-
Notifications
You must be signed in to change notification settings - Fork 1
Feedback on using Topology for Testing
Dan Debrunner edited this page Oct 3, 2017
·
7 revisions
In general, I really liked the experience and think this is the right direction for us to go into. I wanted to write this down for you before I forget.
Python
I tried to do Python first and it gook me about 1.5 days to put everything together, even with the example. The learning curve here was huge for me. Some of the challenges that I have run into:
- I needed to set up my environment in the docker image. Customers have to install Anaconda, do pip install or set up PYTHONPATH. I did not run into problem here, but it is something customer has to do if they want to use Python for testing.
- I got into a lot of weird problems because the Docker image has PYTHONPATH set and I have also done 'pip install' in my environment.
- I started out with trying to do test data generation in Python and then sending the data to the composite operator for test. I struggled with this and could not get it to work. It was not clear how to interface between the Python Code and the SPL code.

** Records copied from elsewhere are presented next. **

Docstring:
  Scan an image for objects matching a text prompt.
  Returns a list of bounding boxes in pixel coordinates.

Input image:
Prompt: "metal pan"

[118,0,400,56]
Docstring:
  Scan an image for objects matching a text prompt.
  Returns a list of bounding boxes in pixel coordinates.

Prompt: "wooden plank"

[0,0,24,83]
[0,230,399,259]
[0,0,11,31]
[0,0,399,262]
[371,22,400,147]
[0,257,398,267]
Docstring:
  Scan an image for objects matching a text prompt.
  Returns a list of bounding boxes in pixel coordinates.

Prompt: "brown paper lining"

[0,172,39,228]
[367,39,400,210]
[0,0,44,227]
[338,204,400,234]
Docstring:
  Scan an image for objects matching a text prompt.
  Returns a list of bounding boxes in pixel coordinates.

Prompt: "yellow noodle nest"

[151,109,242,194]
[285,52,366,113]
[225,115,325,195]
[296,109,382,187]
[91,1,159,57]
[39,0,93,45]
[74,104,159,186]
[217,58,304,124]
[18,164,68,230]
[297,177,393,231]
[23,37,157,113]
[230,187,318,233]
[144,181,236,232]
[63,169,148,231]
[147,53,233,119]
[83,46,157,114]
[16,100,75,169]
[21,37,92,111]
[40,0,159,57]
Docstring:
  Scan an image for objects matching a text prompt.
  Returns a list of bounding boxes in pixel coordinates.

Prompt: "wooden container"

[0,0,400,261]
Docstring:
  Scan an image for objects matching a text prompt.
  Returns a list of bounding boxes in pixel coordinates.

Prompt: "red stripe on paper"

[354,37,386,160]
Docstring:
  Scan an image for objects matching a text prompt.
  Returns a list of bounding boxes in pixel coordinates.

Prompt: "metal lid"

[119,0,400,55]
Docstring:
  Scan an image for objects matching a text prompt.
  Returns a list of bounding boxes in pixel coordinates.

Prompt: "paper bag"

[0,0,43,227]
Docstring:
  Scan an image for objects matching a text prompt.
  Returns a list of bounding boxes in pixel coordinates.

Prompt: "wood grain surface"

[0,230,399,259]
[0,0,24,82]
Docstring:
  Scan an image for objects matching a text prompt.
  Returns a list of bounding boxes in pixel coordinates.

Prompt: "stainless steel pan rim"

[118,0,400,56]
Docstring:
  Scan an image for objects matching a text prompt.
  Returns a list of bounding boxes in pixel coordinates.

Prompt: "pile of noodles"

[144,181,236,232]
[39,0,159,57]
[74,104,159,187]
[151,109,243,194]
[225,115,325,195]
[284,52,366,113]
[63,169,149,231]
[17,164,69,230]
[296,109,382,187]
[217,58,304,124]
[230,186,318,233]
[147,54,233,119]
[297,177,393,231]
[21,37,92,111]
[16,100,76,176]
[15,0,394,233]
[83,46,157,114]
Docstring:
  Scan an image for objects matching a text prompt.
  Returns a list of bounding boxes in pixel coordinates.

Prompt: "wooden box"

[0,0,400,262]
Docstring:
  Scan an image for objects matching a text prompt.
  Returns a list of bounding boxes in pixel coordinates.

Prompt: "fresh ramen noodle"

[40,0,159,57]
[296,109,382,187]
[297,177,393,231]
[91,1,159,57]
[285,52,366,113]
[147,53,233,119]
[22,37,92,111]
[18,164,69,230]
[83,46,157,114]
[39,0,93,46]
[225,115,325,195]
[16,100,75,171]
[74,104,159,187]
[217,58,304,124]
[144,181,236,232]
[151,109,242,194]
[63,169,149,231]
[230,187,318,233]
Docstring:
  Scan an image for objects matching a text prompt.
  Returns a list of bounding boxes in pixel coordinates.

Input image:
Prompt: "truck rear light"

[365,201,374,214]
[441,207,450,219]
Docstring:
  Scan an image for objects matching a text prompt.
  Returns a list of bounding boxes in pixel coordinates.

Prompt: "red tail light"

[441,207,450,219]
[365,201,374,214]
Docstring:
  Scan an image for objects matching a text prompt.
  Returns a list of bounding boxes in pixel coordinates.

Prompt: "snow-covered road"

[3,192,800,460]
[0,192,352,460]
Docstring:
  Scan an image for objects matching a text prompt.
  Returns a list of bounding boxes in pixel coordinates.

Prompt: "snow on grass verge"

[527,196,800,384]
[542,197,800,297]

I think this is going to be a challenge for any new user.
- This is being improved, in being able to pass SPL tuples into Python using a variety of mechanisms and also being more flexible in how Python values are converted to SPL
- The error messages from Python are very cryptic and hard to decipher what went wrong. (e.g. the error message I got with calling 'map' function that is not a stream?)
- Some of this will be helped by creating type hints for the api so tools like pycharm will show you are using the wrong object:
- https://github.com/IBMStreams/streamsx.topology/issues/1227
- I believe you need a deep understanding in SPL and also the Python Application API for people to figure out how to do this. (I hope the examples will help.) I have had a hard time wrapping my head, crossing between two worlds, and keeping track of things. My experience with Java and SPL helped. But I haven't done this for a long time, so it took a bit of mental gymnastic to get a hang of it. I have most trouble with SPL being such a strongly typed language, while Python is not, and understanding how the data types work when we cross boundaries.
- I really like how lightweight Python is. It's a script language for driving tests that does not need any compilation, etc.
- I also really like how the tester works and the validations.
- I got tripped when my test failed because the test fail fast. The test stops as long as a failure is detected. For example, when number of tuples do not match. But in my application I expected a lot more tuples to go through. As a result, the error message was confusing for me to figure out why my tests were failing.
- The PR below helps a little, it documents how tests fail and time out and fixes a couple of issues where a misleading error was raised when a test fails.
- https://github.com/IBMStreams/streamsx.topology/pull/1255
- I think we need Python sources that can easily read CSV data from file. I couldn't find a built-in function from our APIs to do this and had to write my own source. Most data scientist has large datasets that are in CSV files. It would be great if this is provided out of the box.
- That's a good use case to work through. When we have the SPL standard toolkit easily integrated into Python we will have a CSV writer/reader. It would be an interesting pattern to work through, may require some reusable SPL composites in a com.ibm.streamsx.testing toolkit to help out.
- Note any solution would have to work on Streaming Analytics service
- Might be an idea to also ensure the input can be from a URL that hosts the dataset, rather than having to bundle in with the test
Java
- Compared to Python, Java was much easier for me. It took me about 2 hours to set the tests up. I think part of it is because I have done it in Python and I am just writing the same thing in Java.
- I feel much more comfortable crossing the language boundary between Java and Python.
- Python allows me to have multiple conditions to check in test validation. But for Java, we can only seem to pass in one condition per test. Is it possible for Java to test for multiple conditions in one test?
- File Based Test Data and Validation - In many of our tests, our test data and also expected data are stored in files. In our test setups (both in Java and Python), there does not seem to be an easy way to do this. I understand that we may want to get away with using files. But for testing, it may be a bit hard to generate expected results in the code. It may be easier to store expected data in a file and just read them in.
Even though Python was hard to do initially, I still prefer Python to Java like you. The fact that I do not have to build my test hardness and be able to run the tests is a big plus for me.